Zócalo Panel on 710 Controversy


A panel discussion on the 710 extension, organized by Zócalo Public Square, filled the Museum of Contemporary Art auditorium in downtown LA on Wednesday night. All of the invited speakers at the Metro-sponsored event shared the viewpoint that the 710 should be extended, saying that something should be done to address the “gap.”

Panelist Brian Taylor, director of the UCLA Institute of Transportation Studies, had one contrarian solution to traffic congestion in the region: making users pay for how much they use the roadways.

Listen starting at 29 minutes, as he says:

  …we have a valuable resource which is the roadspace, and we allow anyone to use it
  … we have a brownout every afternoon and every morning and we say that’s acceptable and let’s argue instead about whether to close this gap or not because we want to make sure we never price people’s travel, we don’t want them to be sensitive to that
  … traffic congestion is the most politically acceptable solution to the fact that people don’t want to pay for the costs their travel imposes on society!

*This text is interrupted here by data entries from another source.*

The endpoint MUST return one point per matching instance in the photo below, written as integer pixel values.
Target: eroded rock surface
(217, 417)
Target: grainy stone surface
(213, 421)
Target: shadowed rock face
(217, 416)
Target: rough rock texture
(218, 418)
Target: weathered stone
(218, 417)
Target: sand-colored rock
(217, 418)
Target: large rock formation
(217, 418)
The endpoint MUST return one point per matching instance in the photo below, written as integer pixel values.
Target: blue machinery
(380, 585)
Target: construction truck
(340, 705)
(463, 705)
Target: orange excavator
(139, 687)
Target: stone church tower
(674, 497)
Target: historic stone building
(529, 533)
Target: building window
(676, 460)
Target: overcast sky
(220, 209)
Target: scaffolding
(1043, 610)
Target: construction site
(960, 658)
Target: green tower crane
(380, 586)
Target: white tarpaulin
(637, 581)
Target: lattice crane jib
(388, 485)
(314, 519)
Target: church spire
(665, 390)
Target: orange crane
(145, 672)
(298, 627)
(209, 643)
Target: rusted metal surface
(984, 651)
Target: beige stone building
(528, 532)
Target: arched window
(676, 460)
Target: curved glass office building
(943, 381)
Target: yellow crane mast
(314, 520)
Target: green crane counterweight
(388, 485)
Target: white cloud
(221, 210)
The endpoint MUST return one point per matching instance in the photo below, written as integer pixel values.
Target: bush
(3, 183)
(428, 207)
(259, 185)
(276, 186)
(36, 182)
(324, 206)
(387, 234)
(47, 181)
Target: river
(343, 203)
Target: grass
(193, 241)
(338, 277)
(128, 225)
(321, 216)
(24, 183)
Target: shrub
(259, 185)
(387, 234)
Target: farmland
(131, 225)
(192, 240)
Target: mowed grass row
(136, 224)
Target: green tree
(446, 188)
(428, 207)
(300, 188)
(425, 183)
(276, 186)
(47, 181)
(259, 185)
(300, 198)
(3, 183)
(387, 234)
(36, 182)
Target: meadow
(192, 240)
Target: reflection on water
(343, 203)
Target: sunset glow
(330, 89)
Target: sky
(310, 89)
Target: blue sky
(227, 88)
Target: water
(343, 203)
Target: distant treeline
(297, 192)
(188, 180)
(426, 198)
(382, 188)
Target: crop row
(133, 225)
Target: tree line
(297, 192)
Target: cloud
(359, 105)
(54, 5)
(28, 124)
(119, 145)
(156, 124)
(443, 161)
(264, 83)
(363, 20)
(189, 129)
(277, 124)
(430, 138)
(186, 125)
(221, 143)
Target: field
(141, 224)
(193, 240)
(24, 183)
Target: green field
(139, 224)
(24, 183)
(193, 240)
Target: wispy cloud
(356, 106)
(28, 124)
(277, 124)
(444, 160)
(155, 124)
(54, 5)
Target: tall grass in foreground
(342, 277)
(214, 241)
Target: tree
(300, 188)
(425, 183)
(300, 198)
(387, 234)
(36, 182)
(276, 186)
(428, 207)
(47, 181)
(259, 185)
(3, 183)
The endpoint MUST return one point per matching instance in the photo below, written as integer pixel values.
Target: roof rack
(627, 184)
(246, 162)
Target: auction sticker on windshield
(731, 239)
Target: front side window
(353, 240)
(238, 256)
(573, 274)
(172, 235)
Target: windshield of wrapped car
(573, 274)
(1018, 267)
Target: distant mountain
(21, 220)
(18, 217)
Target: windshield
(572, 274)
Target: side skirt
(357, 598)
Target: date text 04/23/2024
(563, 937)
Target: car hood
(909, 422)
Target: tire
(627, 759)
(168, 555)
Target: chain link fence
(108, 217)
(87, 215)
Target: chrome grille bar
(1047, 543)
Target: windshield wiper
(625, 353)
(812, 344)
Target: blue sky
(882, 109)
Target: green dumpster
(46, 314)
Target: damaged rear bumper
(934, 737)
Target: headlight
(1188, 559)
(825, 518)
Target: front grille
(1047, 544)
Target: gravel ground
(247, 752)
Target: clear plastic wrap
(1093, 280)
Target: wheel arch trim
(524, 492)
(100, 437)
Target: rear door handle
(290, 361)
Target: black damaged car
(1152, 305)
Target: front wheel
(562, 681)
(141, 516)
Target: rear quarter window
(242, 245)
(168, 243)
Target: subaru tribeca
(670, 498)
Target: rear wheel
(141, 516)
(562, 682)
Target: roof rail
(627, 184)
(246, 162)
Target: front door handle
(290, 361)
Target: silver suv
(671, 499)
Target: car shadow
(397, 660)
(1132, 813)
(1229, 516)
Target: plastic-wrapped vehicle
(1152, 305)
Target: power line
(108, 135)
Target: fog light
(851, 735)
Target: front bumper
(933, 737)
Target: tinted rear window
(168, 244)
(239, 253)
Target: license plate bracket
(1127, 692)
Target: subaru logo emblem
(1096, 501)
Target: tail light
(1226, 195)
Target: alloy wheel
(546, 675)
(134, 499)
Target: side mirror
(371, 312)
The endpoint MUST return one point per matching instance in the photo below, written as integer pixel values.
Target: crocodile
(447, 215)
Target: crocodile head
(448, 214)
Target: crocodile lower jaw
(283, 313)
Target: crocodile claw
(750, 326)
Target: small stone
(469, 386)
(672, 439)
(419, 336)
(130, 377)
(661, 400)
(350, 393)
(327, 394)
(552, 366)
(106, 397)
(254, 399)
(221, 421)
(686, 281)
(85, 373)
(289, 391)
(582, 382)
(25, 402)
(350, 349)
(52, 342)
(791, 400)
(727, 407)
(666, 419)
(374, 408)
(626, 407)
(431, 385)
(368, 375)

Taylor also said that fewer freeway offramps create more congestion at existing offramps, and that these are undesirable to residential areas. Finally, he noted that if the 710 was extended to the 210, it would

…allow (traffic) to move up to the Foothill freeway which would certainly include truck traffic, it would be quite significant. But the actual traffic were that link ever completed, the share of traffic by people living and working nearby would be shockingly high. And there have been past analyses that have found that.

StreetsblogLA just published a few reminders about why this project isn’t yet underway (the controversy extends all the way to Long Beach as well, since the I-710 expansion is also being challenged by communities alongside the existing freeway).